Dass es den Autoren gelingt, jeder Figur eine starke Story auf den Leib zu schreiben, ist dabei beeindruckend. So berührt die Geschichte um die Familie Groff. Adam will nicht mehr zur Schule gehen und beginnt ein Praktikum auf einem Pferdehof. Sein Vater Michael, nun einfacher Lehrer auf der neuen Schule, bemüht sich weiter, sich von einem Ekel zu einem liebevollen Ehemann und Vater zu werden. Ruby muss lernen, dass sie auf der neuen Schule nicht mehr der uneingeschränkte Star ist. Aber das Herzstück der Serie bleibt die komplizierte Liebe zwischen Otis und Maeve, die wundervoll weitergeht und dem Publikum die Tränen in die Augen treibt (ob vor Rührung oder Mitleid soll hier nicht verraten werden). Mackay und Butterfield sind einfach grandios gut zusammen.

Sex Education Staffel 4
Jean ist mit Tochter Joy leicht überfordert, will das aber nicht zugeben. Otis muss handeln.

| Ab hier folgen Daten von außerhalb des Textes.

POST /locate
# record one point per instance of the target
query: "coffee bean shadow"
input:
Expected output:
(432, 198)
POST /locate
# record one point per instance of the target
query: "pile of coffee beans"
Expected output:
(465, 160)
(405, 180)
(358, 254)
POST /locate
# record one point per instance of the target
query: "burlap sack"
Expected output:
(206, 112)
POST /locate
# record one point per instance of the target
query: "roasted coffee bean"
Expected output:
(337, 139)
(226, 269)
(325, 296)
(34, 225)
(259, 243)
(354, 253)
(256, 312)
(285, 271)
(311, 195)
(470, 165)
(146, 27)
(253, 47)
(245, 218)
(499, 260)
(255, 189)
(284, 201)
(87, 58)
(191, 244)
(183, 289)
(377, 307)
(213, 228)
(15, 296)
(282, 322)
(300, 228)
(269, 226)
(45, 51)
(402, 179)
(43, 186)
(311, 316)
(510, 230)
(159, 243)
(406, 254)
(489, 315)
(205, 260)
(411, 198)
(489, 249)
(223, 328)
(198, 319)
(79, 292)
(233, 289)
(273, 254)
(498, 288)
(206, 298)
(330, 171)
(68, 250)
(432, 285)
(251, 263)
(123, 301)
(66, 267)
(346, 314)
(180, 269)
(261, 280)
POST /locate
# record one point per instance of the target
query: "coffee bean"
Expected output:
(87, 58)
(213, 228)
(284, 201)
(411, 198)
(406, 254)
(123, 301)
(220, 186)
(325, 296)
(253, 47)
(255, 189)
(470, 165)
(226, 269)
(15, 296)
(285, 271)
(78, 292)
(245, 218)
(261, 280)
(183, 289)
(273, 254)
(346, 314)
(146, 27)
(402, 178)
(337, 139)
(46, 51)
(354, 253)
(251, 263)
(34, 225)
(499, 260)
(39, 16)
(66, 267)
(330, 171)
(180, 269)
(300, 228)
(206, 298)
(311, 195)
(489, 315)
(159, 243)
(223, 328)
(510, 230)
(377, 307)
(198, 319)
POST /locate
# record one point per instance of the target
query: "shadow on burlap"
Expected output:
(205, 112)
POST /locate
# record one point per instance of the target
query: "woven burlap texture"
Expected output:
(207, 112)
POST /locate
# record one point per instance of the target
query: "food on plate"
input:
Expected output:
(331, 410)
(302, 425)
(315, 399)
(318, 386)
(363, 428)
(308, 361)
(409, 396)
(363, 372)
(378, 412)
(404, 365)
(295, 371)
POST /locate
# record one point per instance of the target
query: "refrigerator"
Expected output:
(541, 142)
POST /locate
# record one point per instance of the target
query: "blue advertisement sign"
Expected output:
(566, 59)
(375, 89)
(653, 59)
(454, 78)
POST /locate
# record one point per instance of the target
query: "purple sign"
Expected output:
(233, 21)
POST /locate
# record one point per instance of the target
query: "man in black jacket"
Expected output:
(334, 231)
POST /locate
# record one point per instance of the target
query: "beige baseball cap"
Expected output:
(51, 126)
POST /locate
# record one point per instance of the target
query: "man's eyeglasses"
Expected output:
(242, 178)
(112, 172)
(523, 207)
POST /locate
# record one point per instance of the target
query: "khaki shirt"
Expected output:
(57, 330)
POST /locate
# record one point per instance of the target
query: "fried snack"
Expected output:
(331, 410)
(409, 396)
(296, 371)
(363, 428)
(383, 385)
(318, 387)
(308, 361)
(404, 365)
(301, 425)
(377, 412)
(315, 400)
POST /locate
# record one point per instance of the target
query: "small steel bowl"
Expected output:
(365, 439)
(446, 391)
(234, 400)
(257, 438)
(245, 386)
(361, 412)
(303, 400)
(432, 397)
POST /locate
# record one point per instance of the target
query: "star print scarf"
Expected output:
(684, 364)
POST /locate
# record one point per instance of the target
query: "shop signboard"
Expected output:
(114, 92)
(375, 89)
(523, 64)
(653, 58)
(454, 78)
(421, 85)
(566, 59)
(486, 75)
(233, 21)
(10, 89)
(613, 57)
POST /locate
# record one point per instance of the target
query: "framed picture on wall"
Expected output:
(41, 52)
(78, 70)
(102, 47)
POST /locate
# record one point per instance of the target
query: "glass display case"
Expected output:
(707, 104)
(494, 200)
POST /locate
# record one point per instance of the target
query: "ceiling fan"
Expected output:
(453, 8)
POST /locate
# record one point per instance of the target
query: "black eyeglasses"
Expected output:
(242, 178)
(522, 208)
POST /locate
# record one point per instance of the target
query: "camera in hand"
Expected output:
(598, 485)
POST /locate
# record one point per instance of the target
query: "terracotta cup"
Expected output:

Wie bei jeder außergewöhnlichen Serie hat man am Ende das Gefühl, dass sie zu früh endet. Da wären doch noch so viele Geschichten zu erzählen, so viel ist ungesagt oder verdiente eine Fortsetzung. All das ist richtig. Und doch finden die Autoren einen Moment, der sich als Schlusspunkt eignet. Und das Publikum auf einem rekordverdächtigen emotionalen Niveau verabschiedet. Keine Frage, die Serie wird ein Hit bei Netflix bleiben in den kommenden Jahren. Denn Maeve, Otis, Eric und die anderen wird kaum ein Fan von Sex Education so schnell vergessen. Waren sie doch, wenn nicht sogar Freunde, dann zumindest gute Bekannte, um deren Schicksal man sich eben Gedanken macht. Eine Serie, die das schafft, darf sich zu Recht großartig nennen.

Fazit:

Taschentücher raus, letzte Folge läuft! Mit Sex Education Staffel 4 halten die Macher der Serie das hohe Niveau mühelos. Und präsentieren den Fans acht weitere Folgen mit der unwiderstehlichen Mischung aus Drama und Humor. Erneut erfüllen die großartigen Schauspieler wie Gillian Anderson, Asa Butterfield, Emma Mackay und Ncuti Gatwa mühelos die stark geschriebenen Handlungsstränge mit Leben. Darüber hinaus schafft die Serie aber auch die Vision von einem Zusammenleben, das von gegenseitigem Respekt füreinander geprägt ist. Das ist so schön und wirkt dabei so realistisch, dass die meisten Zuschauer sich wohl sofort an dieser Schule anmelden würden. Ein Edelstein von einer Serie, der auch in Jahren noch funkeln wird.

Sex Education Staffel 4 startet am 21. September 2023 bei Netflix.